If you’re normally a morning coffee drinker, then continue to consume a similar amount as part of your pre-race routine. If coffee isn’t available on the day, then an energy gel with added caffeine should do the trick. Plus you’ll also get some last minute carbs.
A typical cup of coffee has about 80 mg of caffeine in it. Depending on your rate of metabolism, the effects from it should last between 4-5 hours.
Caffeine strategy in 6-8 hour races
The most popular tactic is to hold off consuming caffeine until the second half of a race.
For races up to about eight hours, I recommend taking approximately 50 mg per hour about three hours in. This is to replenish the levels in your blood from the pre-race caffeine, which will begin decaying.
The source of the caffeine isn’t overly important, and most runners choose to consume gels with caffeine in them. Other options include drinks, chews and tablets.
|Red Bull (250 ml)||80|
|Tailwind (per scoop)||35|
|GU gel||20 – 40|
|Science in Sport gel||75|
|Maurten Gel Caf 100||100|
|Caffeine Bullet (per chew)||100|
Can you take too much caffeine?
The recommended caffeine dosage for performance gains is between 3-6 mg per kg of body weight. This includes any caffeine taken before the event.
As an example, someone weighing 75 kg would be between 225-550 mg. Obviously if you know you’re sensitive to caffeine, it’s wise to stick to the lower end of the scale.
It’s important to acknowledge that you can overdo caffeine consumption, so monitor your usage. Taking on too much can impair your performance and lead to upset stomach, jitters and even adrenal fatigue.

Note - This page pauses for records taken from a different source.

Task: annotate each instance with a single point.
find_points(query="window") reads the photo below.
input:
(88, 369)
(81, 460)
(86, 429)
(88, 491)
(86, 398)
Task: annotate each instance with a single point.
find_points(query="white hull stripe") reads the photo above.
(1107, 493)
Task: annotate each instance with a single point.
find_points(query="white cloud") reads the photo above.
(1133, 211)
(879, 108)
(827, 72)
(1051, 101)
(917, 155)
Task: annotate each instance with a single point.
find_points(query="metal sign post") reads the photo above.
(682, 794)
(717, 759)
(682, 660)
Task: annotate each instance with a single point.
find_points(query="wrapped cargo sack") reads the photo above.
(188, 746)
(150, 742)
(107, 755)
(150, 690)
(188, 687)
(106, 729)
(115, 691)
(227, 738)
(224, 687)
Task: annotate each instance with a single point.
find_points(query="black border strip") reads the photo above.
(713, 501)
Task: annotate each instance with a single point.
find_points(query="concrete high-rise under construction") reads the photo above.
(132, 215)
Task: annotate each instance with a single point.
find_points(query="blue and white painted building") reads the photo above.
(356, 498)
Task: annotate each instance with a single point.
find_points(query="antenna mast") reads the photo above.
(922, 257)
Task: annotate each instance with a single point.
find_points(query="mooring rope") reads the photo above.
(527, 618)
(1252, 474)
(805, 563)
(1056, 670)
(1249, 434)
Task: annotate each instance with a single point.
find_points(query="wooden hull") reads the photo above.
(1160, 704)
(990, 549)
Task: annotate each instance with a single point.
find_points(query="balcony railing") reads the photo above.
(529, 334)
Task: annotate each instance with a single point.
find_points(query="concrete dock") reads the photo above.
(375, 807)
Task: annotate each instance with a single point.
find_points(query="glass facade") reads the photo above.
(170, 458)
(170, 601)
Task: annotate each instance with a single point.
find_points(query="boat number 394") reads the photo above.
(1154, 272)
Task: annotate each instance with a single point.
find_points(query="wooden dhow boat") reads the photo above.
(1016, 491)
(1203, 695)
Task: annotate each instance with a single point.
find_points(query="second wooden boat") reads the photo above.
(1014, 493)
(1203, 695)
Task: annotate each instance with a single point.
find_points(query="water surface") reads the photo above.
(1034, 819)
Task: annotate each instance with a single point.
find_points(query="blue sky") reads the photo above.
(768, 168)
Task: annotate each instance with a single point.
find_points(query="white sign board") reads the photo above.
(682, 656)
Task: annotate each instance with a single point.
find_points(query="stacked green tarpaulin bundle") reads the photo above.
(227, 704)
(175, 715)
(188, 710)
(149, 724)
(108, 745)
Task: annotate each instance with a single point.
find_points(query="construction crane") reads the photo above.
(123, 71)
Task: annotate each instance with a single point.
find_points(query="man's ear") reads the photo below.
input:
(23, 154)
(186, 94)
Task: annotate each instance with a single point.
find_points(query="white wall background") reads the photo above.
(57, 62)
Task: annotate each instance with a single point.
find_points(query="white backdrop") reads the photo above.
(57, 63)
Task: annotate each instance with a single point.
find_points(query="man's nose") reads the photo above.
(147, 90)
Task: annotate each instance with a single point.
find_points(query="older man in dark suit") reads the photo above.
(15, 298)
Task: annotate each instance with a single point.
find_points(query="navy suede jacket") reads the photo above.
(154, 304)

Also, moderate doses of caffeine have been shown to have a similar performance effect as higher amounts. So while caffeine can give you a welcome boost when you need it, you don’t always need a lot of it.
Using caffeine to stay awake in a race
A lot of ultra marathons go into the night and the following day. For those who participate in events lasting longer than 20 hours, caffeine can be a vital ally to help you stay alert and awake.
Start your day as normal, with your usual pre-race breakfast and coffee. During the race, try and avoid all caffeine until after midnight. When you reach this point, start ingesting caffeine at doses between 80-100 mg per hour, for a maximum of four hours..
This should see you through to sunrise, which will help reset your circadian rhythms and give you a natural boost.
Experiment during training
These suggestions should only be used as a guide for you to start experimenting with your own caffeine intake. How you use it during a race should be influenced by your tolerance and previous experiences.
To that end, I recommend you use your long runs as an opportunity to try various forms of caffeine and monitor the effects it has on your body.